Dal calvario della diagnosi al calvario della presa in carico

«Trattandosi di una patologia multiorgano – spiega ancora Frassineti – e che investe anche la sfera psicologica delle pazienti, questi centri specializzati devono essere multidisciplinari e prevedere la presenza, oltre che del ginecologo, anche di un radiologo qualificato, di un gastroenterologo, di un urologo, di una riabilitatrice del pavimento pelvico, di una psicologa. Purtroppo, anche nei centri attivi, è difficile trovare questa compresenza di figure specializzate, con il risultato che la paziente deve rivolgersi a più specialisti che non comunicano tra loro, da cui deriva una presa in carico frammentaria e poco efficace. Ed invece – sottolinea – solo se curata adeguatamente la paziente con endometriosi può preservare la propria salute e la propria fertilità. Per quanto riguarda l’aspetto psicologico, spesso prima della diagnosi si tacciano le pazienti di vittimismo, di scarsa sopportazione del dolore anche quando questo è insostenibile e invalidante, ed in questi casi la figura dello psicoterapeuta che conosce la malattia e può sostenere la donna è essenziale. Ma tocca rivolgersi al privato».

La contraddizione dei LEA

«Un altro tasto dolente: l’endometriosi è nei LEA – osserva Frassineti – ma solo per quanto riguarda il terzo e quarto stadio della patologia, con la previsione di una ecografia transvaginale ogni sei mesi, ed il resto delle spese che resta comunque a carico della paziente. A questo riguardo ci sono due problemi: il primo è che le liste d’attesa sono lunghissime, quindi per le pazienti con esenzione resta difficile usufruire di queste visite gratuite rispettando la scadenza semestrale, col risultato che sempre più spesso bisogna rivolgersi al privato. Il secondo è che per rientrare nell’esenzione bisogna avere una diagnosi chirurgica, quindi aver subito un intervento per endometriosi. Tuttavia – aggiunge – l’endometriosi viene trattata prevalentemente con terapia farmacologica: l’intervento chirurgico rappresenta l’ultima spiaggia, non è risolutivo, e può essere eseguito solo in caso di grave rischio ad altri organi (insufficienza renale o occlusione intestinale, ad esempio), ma soprattutto deve essere eseguito sempre in centri specializzati perché, se mal eseguito, può davvero rovinare la vita alla paziente, con ripercussioni ancora più gravi di quelle causate dalla malattia».
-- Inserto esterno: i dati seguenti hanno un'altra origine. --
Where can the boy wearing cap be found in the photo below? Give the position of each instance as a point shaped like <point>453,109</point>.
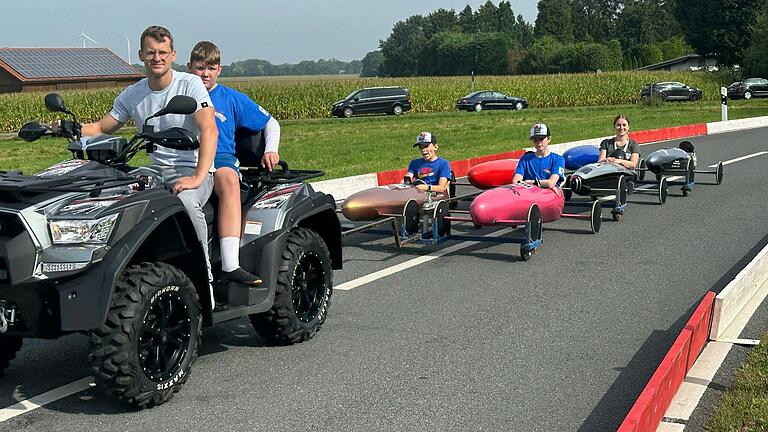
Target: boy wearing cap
<point>542,166</point>
<point>433,171</point>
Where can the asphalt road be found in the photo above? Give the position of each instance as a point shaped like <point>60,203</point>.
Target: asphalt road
<point>474,340</point>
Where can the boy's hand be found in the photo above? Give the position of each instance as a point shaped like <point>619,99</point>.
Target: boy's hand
<point>269,160</point>
<point>185,183</point>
Formazione e uguale accesso alle cure

«Qualcosa si muove a livello istituzionale – annuncia Frassineti – il Ministero della Salute ha incaricato Agenas di portare avanti un importante progetto formativo per il personale sanitario. Ma per quanto riguarda le tutele, viene tutto demandato alle Regioni, molte delle quali però non hanno i fondi necessari allo scopo. Il punto è che la sanità dovrebbe essere unica, un diritto di tutte le donne garantito in egual misura su tutto il territorio nazionale – conclude la presidente APE – ma a fronte di alcune regioni virtuose ce ne sono altre in cui la paziente è ancora completamente abbandonata a sé stessa».